Joachim Trier, Türk’lere yabancı değil. Kendini sinema dünyasına kabul ettiren ilk filmi “Reprise “ 26. Uluslararası İstanbul Film Festivali (2007)’ nde “Uluslararası Yarışma” dalında “Altın Lale Büyük Ödülü” nü almıştı.
Diğer karakter çalışması, Mads Matthiesen’in filmi “Teddy Bear”. Vücudunu, kaslarını geliştirerek bu alanda bir çok ödül kazanan 38 yaşındaki iriyarı Dennis (Kim Kold), ufak tefek , fakat gayet otoriter annesi ile yaşamaktadır.
Film Society of Lincoln Center
“Teddy Bear” den bir sahne
Dennis, gerçek bir aşk, bir hayat arkadaşının özlemi içindedir. Amcası, Tayland’da tanıştığı biriyla evlenince Dennis’de şansını orada denemeğe karar verir. Tayland’da tanıştırıldığı kadınlar Dennis’e umduğu, istediği ilişkiyi veremezler. Ummadığı bir zamanda birisiyle tanışır ve aradığı kadını bulur. Tek sorunu; O’nu annesine nasıl tanıştıracaktır….. O kocaman, iriyarı vucudun içindeki hassas, sevecen, aşk, sevgi arayan kalp, yönetmenin ve aktörün başarısı ile çok iyi işlenmiş.

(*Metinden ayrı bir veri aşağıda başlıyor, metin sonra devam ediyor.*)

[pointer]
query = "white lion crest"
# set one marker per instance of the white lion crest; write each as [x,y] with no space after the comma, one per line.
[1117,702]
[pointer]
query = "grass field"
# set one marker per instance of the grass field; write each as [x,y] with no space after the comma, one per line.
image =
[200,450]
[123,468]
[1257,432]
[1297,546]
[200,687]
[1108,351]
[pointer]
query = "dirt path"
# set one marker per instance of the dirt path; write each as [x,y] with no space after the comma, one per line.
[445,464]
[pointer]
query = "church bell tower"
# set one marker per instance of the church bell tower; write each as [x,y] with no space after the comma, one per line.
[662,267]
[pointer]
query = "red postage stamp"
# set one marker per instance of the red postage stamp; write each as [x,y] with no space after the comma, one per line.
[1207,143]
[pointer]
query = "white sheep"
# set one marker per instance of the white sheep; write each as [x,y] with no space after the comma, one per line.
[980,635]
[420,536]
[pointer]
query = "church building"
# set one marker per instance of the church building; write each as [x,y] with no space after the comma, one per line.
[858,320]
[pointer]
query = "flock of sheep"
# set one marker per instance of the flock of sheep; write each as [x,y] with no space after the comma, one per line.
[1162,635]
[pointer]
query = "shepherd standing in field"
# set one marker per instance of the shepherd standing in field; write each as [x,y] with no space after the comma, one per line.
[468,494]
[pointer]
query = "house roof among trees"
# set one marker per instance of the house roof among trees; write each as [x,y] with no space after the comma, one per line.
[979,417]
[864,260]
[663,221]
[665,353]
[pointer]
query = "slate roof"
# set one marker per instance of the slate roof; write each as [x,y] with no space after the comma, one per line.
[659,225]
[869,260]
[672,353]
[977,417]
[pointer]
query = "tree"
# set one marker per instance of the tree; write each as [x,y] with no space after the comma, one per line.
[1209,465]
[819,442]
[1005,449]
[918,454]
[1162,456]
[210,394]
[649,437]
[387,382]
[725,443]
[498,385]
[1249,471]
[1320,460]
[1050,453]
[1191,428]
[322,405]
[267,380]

Festivalde birde yıkılan aşkı ve mantarı temel alan bir film var: Jason Cortlund’un yazdığı ve Julia Harperin ile beraber yönettiği “Now, Forager”. Lucien (Jason Cortlund) ve karısı Regina (Tiffany Esteb) mantar toplayıp, bunları lokantalara satarak hayatlarını sürdüren bir çifttir. Yalnız mantardan yaptıkları para yetmeyince Regina bir lokantada aşcı olarak çalışmaya karar verir. Lucien ise evi bırakıp, seyahat edip, zamanlarını başka yerlerde mantar aramak önerisi ile gelir. Ve bu, yollarının ayrılmasına kapı açar.
Eğer film güzelse onu birçok festivalde görmek mümkün. The Film Society of Lincoln Center ve The Museum of Modern Art (MoMA)’nın yıllık düzenlediği 41. “New Directors/New Films” festivalinde bu yıl, 28 ülkeden beşi belgesel olan 29 film var. Ve bunun en azından 9 tanesi, 31 Mart-15 Nisan arasında yapılan 31. Uluslararası Istanbul Film Festivali (2012)’nin programında da yer alıyor.